Когда выяснилось, что советская делегация прибывает во главе с Троцким, радости Кюльмана и Чернина не было предела, и это показывало до какой степени они были удручены возможностью разрыва [69] . 27 декабря (9 января) конференция возобновила работу [70] . Относительно замены Иоффе Троцким ходили разные слухи. Согласно одной версии, Иоффе был снят, так как не сразу разгадал «дипломатическое коварство» Центральных держав в вопросе о самоопределении наций. По другой — будущий левый коммунист Иоффе сам отказался возглавлять делегацию на переговорах, где обсуждалась возможность подписания аннексионистского мира. К тому же Иоффе изначально ехал в Брест против своей воли, уступая просьбе Троцкого [71] .
69
Чернин. Брест-Литовск, с. 153-158.
70
Консультантами при советской делегации были С. Бобинский и Радек (по делам Польши), П. И. Стучка (по делам Латвии), В. С. Мицкявич-Капсукас (по делам Литвы). (Мирные переговоры в Брест-Литовске, с. 41-43).
71
Гофман. Война упущенных возможностей, с. 177-178.
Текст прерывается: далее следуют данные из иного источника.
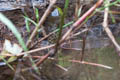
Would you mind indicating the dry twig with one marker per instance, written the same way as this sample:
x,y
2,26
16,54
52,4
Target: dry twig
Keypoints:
x,y
105,26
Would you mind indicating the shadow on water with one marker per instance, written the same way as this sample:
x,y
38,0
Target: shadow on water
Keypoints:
x,y
105,55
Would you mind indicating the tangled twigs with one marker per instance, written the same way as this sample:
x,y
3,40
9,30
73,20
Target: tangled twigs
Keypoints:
x,y
78,22
105,26
81,19
52,2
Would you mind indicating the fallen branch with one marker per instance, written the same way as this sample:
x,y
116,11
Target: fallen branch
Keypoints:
x,y
106,28
94,64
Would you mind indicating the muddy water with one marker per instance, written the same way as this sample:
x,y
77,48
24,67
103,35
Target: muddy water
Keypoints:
x,y
104,55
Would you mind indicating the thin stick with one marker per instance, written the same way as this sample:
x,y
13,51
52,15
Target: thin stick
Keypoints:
x,y
81,19
105,26
47,12
90,63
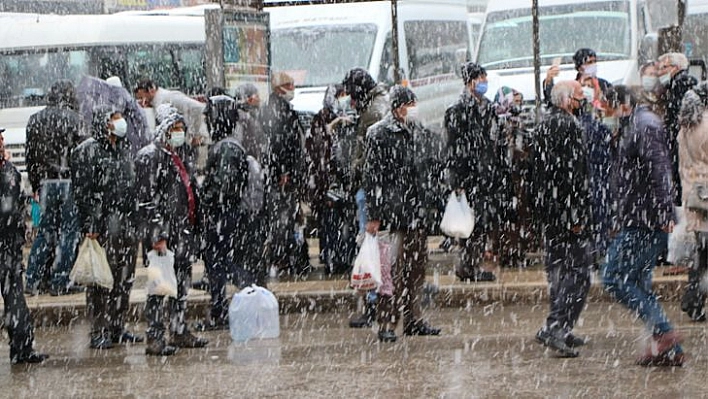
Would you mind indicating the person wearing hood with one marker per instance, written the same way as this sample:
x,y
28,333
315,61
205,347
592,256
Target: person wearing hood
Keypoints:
x,y
12,234
169,208
403,168
52,134
285,174
472,129
233,239
103,177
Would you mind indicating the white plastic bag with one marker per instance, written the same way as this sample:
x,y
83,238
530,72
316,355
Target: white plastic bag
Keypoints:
x,y
458,220
162,280
253,313
366,274
91,267
682,244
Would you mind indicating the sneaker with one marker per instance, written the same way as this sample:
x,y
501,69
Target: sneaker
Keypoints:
x,y
31,357
387,336
188,340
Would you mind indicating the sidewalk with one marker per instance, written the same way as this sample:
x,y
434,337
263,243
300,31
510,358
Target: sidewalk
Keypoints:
x,y
320,294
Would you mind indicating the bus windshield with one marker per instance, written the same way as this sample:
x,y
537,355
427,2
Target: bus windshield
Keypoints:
x,y
602,26
322,55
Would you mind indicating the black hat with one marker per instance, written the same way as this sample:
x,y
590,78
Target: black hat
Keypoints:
x,y
358,82
471,71
581,56
401,96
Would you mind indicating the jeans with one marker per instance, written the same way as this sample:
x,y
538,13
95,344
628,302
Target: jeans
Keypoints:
x,y
568,264
58,232
628,272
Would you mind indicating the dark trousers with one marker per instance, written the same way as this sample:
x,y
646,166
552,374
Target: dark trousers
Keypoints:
x,y
18,320
568,272
110,307
176,307
409,256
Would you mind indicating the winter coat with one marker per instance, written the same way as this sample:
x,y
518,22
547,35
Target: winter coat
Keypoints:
x,y
191,109
284,132
474,156
641,184
226,178
560,175
103,185
693,165
163,199
52,134
377,107
402,174
680,84
11,216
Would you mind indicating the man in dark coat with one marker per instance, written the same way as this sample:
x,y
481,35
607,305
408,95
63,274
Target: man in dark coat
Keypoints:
x,y
403,165
474,166
169,207
563,205
229,222
104,188
18,320
286,169
52,134
674,77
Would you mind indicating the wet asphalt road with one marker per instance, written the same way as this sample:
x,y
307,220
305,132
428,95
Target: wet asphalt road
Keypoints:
x,y
484,352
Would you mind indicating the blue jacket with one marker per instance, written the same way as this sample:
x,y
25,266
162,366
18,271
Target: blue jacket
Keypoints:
x,y
642,178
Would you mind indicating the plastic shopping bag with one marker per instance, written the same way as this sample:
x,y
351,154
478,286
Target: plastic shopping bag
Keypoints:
x,y
682,244
162,280
366,274
458,220
91,267
253,313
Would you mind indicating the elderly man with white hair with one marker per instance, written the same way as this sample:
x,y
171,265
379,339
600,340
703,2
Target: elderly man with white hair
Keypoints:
x,y
563,209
Так или иначе, советское руководство считало, что лучше Троцкого никто не смог бы затягивать переговоры в надежде на скорую революцию в Германии и Австро-Венгрии [72] . По свидетельству военного консультанта советской делегации генерала А. А. Самойло, «на заседаниях Троцкий выступал всегда с большой горячностью, Гофман не оставался в долгу, и полемика между ними часто принимала острый характер», а переговоры «выливались, главным образом, в ораторские поединки между Троцким и Гофманом, в которых время от времени участвовали Чернин и Кюльман» [73] .
72
Trotsky. Lenin, p. 103. В черновых записях недописанной им книги «Ленин» Троцкий в конце 1930-х годов написал следующее: «Во время Брест-Литовских переговоров Ленин лучше, чем кто бы то ни было, понимал, какой пыткой для меня является общение с чуждым и враждебным миром. Он был очень доволен ведением переговоров — агитационным и «затягиванием» их — и обнаруживал это в свойственной ему скупой, я бы сказал застенчивой, но тем более выразительной форме. Эпизодическое расхождение по поводу подписания мира омрачило отношения — на несколько дней. В Кремле мы жили первое время рядом. От облачка брестских разногласий не осталось и следа.» (AT, T-3742. Из черновых набросков для биографии Ленина.)
73
А. Самойло. Две жизни, с. 192-193. Стенограммы заседаний об этом не свидетельствуют. Лишь 9 января по н. ст. Гофман выступил с обширным протестом против вмешательства советского правительства во внутренние дела Германии, в нарушение предварительного советско-германского соглашения. Гофман заявил, что у него имеется «целый ряд радиообращений и воззваний, подписанных представителями русского правительства или русским командованием, которые являют собою частью ругательства, направленные против немецких военных органов и германского верховного главнокомандования, а частью — воззвания с требованиями революционного характера». К протесту Гофмана присоединились военные представители Австро-Венгрии, Болгарии и Турции. Троцкий на этом заседании вообще не выступал, а сразу же после протеста Гофмана предложил объявить перерыв, что и было сделано, причем заседание в тот день больше не возобновлялось. (Германия, док. № 156 от 9 января по н. ст. 1918 г. Тел. Кюльмана в МИД Германии.) Днем позже Троцкий ответил Гофману, что советское правительство сохраняет за собой и своими согражданами «полную свободу пропаганды их республиканских и революционно-социалистических убеждений» (там же, док. № 157 от 10 января по н. ст. 1918г. Тел, Кюльмана в МИД Германии).